凛がそう言うと近藤は優しい笑みを浮かべた。




「そうかい?そりゃあ嬉しいなぁ。私は凛くんが自分の娘の様にかわいいよ。私じゃあ凛くんの父上のように立派ではないが私の事を父と思って何でもぶつけておくれ。私がそれを全て受け止めてやる。だから遠慮はするな。」




近藤はそう言って凛の頭を優しく撫でた。



どうしてこの人は私の欲しい言葉をくれるのだろう・・・。



家族がみんな死んで、私を引き取った叔母には酷い仕打ちをされ、殺されかけ・・・誰一人として私を必要としてくれなくて、いっぱい泣いた。だけど泣いても誰も助けてくれない。感情なんて邪魔なだけだ。あっても無駄。その日から私は感情をなくした。

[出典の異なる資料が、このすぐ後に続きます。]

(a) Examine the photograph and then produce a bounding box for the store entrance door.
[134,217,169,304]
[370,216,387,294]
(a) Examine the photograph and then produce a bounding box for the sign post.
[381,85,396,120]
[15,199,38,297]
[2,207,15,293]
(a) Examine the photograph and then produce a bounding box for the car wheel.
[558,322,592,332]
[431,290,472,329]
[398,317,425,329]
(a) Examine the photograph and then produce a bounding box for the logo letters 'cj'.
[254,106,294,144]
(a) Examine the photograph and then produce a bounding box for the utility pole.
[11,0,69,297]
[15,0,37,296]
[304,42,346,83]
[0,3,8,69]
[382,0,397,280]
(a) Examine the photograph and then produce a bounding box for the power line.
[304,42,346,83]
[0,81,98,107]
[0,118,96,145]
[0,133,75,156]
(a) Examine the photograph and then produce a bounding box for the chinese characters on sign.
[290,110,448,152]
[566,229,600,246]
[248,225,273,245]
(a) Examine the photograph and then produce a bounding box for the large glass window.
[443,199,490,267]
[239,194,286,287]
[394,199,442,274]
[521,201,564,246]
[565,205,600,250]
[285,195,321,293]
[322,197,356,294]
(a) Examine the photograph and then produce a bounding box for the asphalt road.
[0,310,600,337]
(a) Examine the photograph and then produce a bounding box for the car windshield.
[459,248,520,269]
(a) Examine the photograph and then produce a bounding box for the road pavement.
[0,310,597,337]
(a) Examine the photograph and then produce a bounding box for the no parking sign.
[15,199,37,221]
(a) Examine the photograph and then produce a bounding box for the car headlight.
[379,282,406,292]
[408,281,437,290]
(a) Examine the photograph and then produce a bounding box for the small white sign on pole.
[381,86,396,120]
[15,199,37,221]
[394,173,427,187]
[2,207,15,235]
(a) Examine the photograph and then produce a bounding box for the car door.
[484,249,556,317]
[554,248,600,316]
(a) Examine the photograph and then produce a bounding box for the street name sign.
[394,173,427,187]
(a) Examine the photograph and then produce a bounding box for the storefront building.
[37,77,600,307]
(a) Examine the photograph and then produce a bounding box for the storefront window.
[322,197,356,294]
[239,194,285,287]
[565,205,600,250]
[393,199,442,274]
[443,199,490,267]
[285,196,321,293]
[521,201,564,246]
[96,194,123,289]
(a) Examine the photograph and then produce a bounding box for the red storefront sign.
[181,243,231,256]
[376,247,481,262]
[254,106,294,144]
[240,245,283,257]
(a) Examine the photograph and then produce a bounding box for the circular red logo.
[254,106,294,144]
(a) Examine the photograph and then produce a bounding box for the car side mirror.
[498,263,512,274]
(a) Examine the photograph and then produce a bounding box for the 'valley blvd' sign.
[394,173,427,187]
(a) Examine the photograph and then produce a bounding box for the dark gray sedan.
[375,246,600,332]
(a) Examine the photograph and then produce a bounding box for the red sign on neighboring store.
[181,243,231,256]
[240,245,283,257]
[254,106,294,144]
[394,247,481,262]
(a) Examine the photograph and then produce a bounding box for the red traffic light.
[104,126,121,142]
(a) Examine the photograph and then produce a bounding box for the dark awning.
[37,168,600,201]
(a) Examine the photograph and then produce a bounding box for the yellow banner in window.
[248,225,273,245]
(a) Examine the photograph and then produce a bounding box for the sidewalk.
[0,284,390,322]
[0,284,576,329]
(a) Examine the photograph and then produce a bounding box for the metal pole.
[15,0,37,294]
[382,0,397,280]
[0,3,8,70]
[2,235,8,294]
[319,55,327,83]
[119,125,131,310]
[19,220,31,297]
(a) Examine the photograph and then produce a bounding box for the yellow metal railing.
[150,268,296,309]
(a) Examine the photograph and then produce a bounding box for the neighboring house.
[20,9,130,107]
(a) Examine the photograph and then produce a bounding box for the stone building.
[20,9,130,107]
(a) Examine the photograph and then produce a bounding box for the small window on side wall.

だけど本当はなくしてなどいなかったんだ・・・。必死で泣かないように自分の感情を押し殺していた。そうでもしなくちゃ自分が壊れてしまいそうで・・・



だけどこの新撰組のみんなは私の事を大切にしてくれて、私に居場所をくれた。



やっと心から信じられる仲間ができた。



「近藤さん、」



私の呼びかけにそこにいたみんながこちらを見た。




酷く驚いた顔で・・・



それもそうだろう。



今までは距離を置くために局長としか呼んでいなかったのだから・・・。